My question is twofold:

1/ how can I resolve this error?

Starting pathway annotation... DAA results data frame is not null. Proceeding... KO to KEGG is set to FALSE. Proceeding with standard workflow... Loading MetaCyc reference data... Error in $<-.data.frame(*tmp*, "description", value = character(0)) : le tableau de remplacement a 0 lignes, le tableau remplacé en a 1

Additionally, how can I convert EC numbers to pathways the same as you have in your example data(metacyc_abundance)? my data : image example that ypu provided : image

cafferychen777 commented 10 months ago

Dear User,

Thank you for reaching out and for using ggPICRUSt2. I'm glad to hear that you've successfully used the pipeline for 16S data.

Regarding your queries:

  1. Error Resolution: The error you're encountering, Error in '$<-.data.frame'('*tmp*', "description", value = character(0)) : replacement has 0 rows, data has 1, suggests an issue with data frame manipulation. This typically occurs when a function expects a column that either doesn't exist or has a different format than anticipated. To resolve this, ensure that your input data frames have the correct structure and that all required columns are present and correctly formatted.

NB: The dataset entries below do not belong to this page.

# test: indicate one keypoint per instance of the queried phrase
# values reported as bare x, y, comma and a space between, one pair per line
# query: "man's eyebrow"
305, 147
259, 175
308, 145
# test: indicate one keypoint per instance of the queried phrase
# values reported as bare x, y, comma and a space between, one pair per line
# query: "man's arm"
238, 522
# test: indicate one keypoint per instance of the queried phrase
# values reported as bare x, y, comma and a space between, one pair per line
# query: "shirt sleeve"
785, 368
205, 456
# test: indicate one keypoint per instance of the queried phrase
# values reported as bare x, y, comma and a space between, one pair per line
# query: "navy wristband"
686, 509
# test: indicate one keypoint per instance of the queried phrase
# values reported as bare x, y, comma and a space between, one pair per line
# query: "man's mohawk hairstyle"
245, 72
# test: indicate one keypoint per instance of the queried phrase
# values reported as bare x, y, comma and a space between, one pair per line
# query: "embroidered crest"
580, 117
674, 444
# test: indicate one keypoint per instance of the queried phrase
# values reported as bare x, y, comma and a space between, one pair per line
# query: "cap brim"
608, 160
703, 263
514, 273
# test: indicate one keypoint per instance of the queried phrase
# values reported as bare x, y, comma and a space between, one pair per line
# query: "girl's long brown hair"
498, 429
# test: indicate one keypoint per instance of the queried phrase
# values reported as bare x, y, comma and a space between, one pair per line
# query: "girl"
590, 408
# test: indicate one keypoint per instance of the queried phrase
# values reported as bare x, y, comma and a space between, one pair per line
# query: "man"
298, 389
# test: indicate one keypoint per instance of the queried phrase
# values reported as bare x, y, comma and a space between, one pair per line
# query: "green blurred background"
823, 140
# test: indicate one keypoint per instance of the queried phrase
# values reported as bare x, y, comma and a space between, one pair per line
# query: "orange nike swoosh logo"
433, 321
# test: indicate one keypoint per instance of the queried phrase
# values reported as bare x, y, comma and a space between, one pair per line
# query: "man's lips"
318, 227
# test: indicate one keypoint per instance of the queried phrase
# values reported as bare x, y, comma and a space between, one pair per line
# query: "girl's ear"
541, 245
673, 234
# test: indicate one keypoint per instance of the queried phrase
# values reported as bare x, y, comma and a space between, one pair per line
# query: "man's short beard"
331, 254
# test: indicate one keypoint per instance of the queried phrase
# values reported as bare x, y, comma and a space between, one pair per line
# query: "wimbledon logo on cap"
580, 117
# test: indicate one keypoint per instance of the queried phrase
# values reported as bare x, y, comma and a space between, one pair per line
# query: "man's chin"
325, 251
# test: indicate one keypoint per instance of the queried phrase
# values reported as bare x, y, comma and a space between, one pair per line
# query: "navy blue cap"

  2. EC Numbers to Pathways Conversion: As per your second question about converting EC numbers to pathways as shown in the example data (metacyc_abundance), it's important to note that direct conversion between the two data sets you mentioned is not feasible. The MetaCyc data you refer to can be found in the outputs of PICRUSt2. This means that to obtain similar data, you would need to process your ITS data through the PICRUSt2 pipeline, ensuring it includes the relevant steps to generate pathway abundance data based on EC numbers.

It's crucial to align your data processing steps with the specifics of the PICRUSt2 pipeline to achieve the desired outputs. If you encounter any specific issues or errors during this process, feel free to share them, and I'll be happy to assist further.

Best regards, Chen YANG

SueFletcher commented 10 months ago

@cafferychen777, I resolved the issue by focusing on pathways instead of functions. It's strange, but when I worked with pathways, I didn't encounter the same problem.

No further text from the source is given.